Au chapitre des moyens donc : joueurs de renommée planétaire enrôlés à grand renforts médiatiques, salaires dépassant le simple entendement, structures d’entraînement au luxe et au confort sans commune mesure,….A cela s’ajoute, un entraîneur réputé ou au passé sportif lourd de succès incontestables, un suivi médical de tous les instants, des séances d’entraînement sur-mesure, une cellule de communication omniprésente, des cours de média-training (pour éviter que les joueurs ne s’égarent devant les journalistes…),…Or, tout ceci a un coût. Prétextant l’amour du beau jeu et l’envie de ravir ses supporteurs, les clubs en question, qui ne sont pas si nombreux à pouvoir aligner un tel budget, attendent cependant que les investissements consentis se traduisent par des résultats probants. Mais les faits sont là : parfois cela fonctionne, parfois non. C’est le lot de la glorieuse incertitude du sport. Et par cette expression consacrée, qui fleure bon un romantisme suranné, nous entrons dans un univers qui échappe complètement aux dirigeants de clubs de football actuels (entendez les très grands clubs) pour qui la victoire est le corollaire naturel et évident de tout investissement. Pourtant, ces derniers doivent en avoir conscience, le sport, fût-il soutenu par des moyens financiers colossaux, reste du sport, pratiqué par des hommes faillibles que l’argent ne rendra par parfait. Cette notion, qui met en évidence la faiblesse naturelle des individus, sans être occultée ou excusée, est donc passée sous le vocable d’accident industriel. Pourtant, une rectification s’impose ! Une ligne de fabrication d’automobile qui tombe en panne, c’est un accident industriel ! Mais une défaite sportive à un stade jugé prématuré de la compétition ( y compris en finale) à laquelle on participe ne peut être considéré comme un accident industriel.
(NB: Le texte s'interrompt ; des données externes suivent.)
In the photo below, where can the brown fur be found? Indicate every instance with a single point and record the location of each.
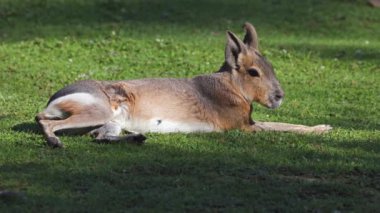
(220, 101)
Ce qui est concevable et ce qui ne l’est pas

C’est une défaite et ce n’est rien d’autre, surtout si on devait la comparer aux autres maux qui accablent le monde. Parler d’accident industriel revient à juger le résultat sportif comme une donnée rationnelle, prévisible et dénuée de tout impondérable. Demander à un ordinateur de ne pas faillir est concevable (encore que conçu par l’homme il peut présenter des failles même si les derniers progrès en la matière permettent de créer des unités à même de générer des formes de raisonnements autonomes), demander à des hommes de ne pas faillir parce que leur employeur a investi d’immenses capitaux dans l’objectif à atteindre n’est pas concevable. Il s’agit en l’état d’une vision hautement mercantile du monde et des hommes qui le compose, vision incompatible en tous points avec ce qu’est le sport par essence : imprévisible et inconstant, bref humain ! Et quelque par, la défaite du Paris-Saint-Germain, même si elle plonge les supporteurs du club dans le désarroi (tout est relatif cependant) a quelque chose de rassurant et de rafraîchissant : les joueurs qui ont foulé le terrain, ceux qui étaient assis sur le banc de touch, tout comme leur entraîneur, étaient (et sont encore) des hommes imparfaits, tourmentés d’émotions diverses, capables de commettre des erreurs qui ont contrariées les desseins sportivo-industriels de leur employeur. C’est grave ? Non ! C’est naturel ! Car l’argent ne transformera jamais les hommes en machine.